Bien que Thomas d’Aquin déconseille le bûcher et invite à laisser pousser les hérétiques comme de l’ivraie, je donne volontiers raison au Réformateur contre le Médecin. Sans la Trinité, comment exprimer la relation à Dieu, la spiritualité, la mystique? La relation – l’Amour – exige trois, pour ne pas sombrer dans l’orgueil. A démontrer, à vivre.
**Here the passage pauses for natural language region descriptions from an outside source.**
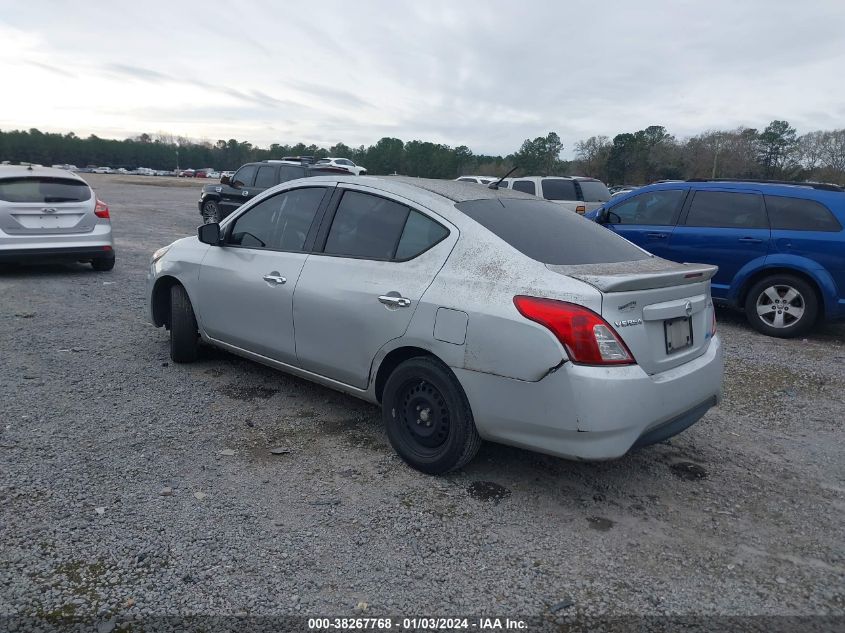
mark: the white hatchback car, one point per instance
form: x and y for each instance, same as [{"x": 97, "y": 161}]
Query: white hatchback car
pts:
[
  {"x": 468, "y": 313},
  {"x": 52, "y": 214},
  {"x": 344, "y": 163}
]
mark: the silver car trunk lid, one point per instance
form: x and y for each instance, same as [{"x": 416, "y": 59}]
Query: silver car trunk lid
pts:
[
  {"x": 660, "y": 309},
  {"x": 26, "y": 218}
]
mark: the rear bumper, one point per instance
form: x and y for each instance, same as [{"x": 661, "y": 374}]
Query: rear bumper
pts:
[
  {"x": 78, "y": 253},
  {"x": 594, "y": 413}
]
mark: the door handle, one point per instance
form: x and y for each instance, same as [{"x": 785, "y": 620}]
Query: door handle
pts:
[
  {"x": 274, "y": 278},
  {"x": 394, "y": 302}
]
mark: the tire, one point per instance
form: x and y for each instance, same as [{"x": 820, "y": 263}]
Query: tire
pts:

Il apparaît que notre temps n’offre plus à l’Evêque de Sion de brûler l’enseignante hérétique; il semble que ce soit un progrès. Si j’étais évêque, je crois que je missionnerai volontiers un Juif, un vrai, pour le cours en question. Je me vois cependant mal confier cette mission à un catholique qui tourne le dos au Christ pour retrouver les racines du christianisme, ses raisons me paraissant tenir plus de la spéculation intellectuelle que de la foi. Disons que, si j’ai la possibilité de composer l’équipe, j’évite de titulariser celle qui me garantit des autogoals à chaque match, celle qui jouera contre la Trinité.

Quant à savoir si cette procédure d’engagement a de l’avenir, je reste dubitatif. Surtout parce que ce genre de cours ne possède pas de dimension d’évangélisation,  et même si tel était le cas, la classe et le système scolaire ne sont franchement pas des lieux propices à la conversion, pour preuve l’évolution de la catéchèse scolaire et ses échecs depuis trente ans. Il paraît raisonnable et sans contre-indication pour l’Eglise d’engager des enseignants affichant avant tout des compétences d’historiens ou de philosophes, plutôt que confessant nécessairement la foi chrétienne.

Néanmoins, dans nos sociétés perdant leurs valeurs à force de se vouloir trop laïques, il est toujours bon, par principe, que l’évêque soit garant d’une certaine moralité et partenaire de l’Etat dans les décisions le concernant. Gardons quelques bûches prêtes à servir! Car, au fond, nous ne sommes pas tous fiers d’être servettiens.

 

Pascal Fessard

1 novembre 2013 | 15:11
par Pascal Fessard
Temps de lecture: env. 3 min.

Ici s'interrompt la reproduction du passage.